Nonostante l'estrema vitalità che lo caratterizza, anche per Almodovar il tempo passa e il regista non fatica ad ammetterlo. "Non mi sento vecchio, ma il tempo è passato anche per me. La vecchiaia non è una malattia, è un massacro. Qualche anno fa non sarei stato in grado di girare Julieta, ma ora ho 67 anni. Non sono un nostalgico, ma mi manca la mia giovinezza. Mi mancano gli anni '80. Ho dovuto fare scelte di vita noiose per preservare la mia salute, è necessario se vuoi continuare a lavorare".

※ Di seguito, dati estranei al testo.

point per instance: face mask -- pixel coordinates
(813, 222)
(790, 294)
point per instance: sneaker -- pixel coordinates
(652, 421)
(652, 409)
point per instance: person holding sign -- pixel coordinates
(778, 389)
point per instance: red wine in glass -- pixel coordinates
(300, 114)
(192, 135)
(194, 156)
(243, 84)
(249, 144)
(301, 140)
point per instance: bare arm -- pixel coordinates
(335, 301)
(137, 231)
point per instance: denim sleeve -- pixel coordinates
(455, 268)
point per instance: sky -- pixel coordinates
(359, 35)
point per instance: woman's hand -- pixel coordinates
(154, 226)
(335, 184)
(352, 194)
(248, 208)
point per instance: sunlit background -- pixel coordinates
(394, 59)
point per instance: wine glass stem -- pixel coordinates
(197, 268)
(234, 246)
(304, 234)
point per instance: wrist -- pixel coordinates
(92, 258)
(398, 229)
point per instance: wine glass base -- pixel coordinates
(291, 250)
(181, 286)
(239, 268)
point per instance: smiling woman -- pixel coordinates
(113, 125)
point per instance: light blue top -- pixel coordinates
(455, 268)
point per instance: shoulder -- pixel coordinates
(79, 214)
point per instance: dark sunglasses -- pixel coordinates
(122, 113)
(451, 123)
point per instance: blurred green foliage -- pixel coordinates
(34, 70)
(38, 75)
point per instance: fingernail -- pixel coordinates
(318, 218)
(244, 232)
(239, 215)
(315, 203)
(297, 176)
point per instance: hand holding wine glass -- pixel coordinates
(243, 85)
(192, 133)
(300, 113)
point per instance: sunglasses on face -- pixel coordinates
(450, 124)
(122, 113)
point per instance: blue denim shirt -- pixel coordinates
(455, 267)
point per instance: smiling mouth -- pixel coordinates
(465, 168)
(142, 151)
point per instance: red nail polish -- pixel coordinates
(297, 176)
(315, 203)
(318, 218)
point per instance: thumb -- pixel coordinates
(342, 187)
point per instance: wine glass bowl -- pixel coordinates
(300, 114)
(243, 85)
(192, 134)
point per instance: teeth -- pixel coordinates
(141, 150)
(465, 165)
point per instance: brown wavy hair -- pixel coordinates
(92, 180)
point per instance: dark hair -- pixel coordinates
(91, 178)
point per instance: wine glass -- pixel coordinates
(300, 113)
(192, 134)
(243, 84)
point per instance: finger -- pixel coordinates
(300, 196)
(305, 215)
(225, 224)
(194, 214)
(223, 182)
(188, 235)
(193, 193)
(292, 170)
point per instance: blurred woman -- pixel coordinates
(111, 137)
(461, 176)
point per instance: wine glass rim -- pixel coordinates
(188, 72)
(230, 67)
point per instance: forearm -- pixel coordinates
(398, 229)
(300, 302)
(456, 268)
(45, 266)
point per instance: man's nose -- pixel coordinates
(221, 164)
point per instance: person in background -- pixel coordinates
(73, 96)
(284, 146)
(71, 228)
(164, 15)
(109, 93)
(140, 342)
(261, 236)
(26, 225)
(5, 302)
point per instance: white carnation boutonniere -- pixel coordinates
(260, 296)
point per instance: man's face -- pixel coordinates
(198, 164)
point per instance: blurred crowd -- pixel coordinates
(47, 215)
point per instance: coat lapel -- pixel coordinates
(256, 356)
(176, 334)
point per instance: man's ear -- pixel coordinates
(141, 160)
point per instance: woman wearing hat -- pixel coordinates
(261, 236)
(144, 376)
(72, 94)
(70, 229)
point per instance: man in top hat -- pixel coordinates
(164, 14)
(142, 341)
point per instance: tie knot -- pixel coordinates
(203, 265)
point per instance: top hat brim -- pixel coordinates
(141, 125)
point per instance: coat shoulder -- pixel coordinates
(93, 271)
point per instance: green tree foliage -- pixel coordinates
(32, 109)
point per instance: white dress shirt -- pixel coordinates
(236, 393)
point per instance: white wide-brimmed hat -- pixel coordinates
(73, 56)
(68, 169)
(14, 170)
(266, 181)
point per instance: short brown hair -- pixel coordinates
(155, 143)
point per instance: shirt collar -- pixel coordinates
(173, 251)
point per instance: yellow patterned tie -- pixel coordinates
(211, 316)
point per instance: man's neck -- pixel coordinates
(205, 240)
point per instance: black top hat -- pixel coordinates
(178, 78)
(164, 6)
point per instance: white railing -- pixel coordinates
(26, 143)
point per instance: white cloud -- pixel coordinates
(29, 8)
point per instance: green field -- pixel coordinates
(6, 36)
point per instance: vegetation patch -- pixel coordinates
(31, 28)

Inevitabile che, a poche settimane dallo scandalo dei Panama Papers, l'eco degli strascichi dell'inchiesta arrivi anche a Cannes visto che i nomi di Pedro Almodovar e del fratello Agustín sarebbero nella fatidica lista. Il regista, però, non ci sta al linciaggio mediatico e specifica: "Se i Panama Papers fossero un film io e Agustin saremmo due comparse, ma la stampa spagnola ci ha sbattuto in prima pagina come se fossimo noi i principali colpevoli, non so neanche cosa mi si contesti. C'è un'indagine in corso e non so cosa accadrà, ma spero che questo non distolga il pubblico dall'andare a vedere il mio film". Il regista, gelosissimo del proprio privato, ammette poi di essere contrarissimo all'idea di scrivere un'autobiografia, ma anche dall'accettare che altri scrivano libri sulla sua vita. "Non permetto che altri si occupino del mio privato. Anzi, vi prego, che a nessuno venga in mente di scrivere un libro su di me. La mia vita è tutta nei venti film che ho fatto. C'è una parte di me in ogni personaggio. Il mio cuore è nell'età più matura di Julieta".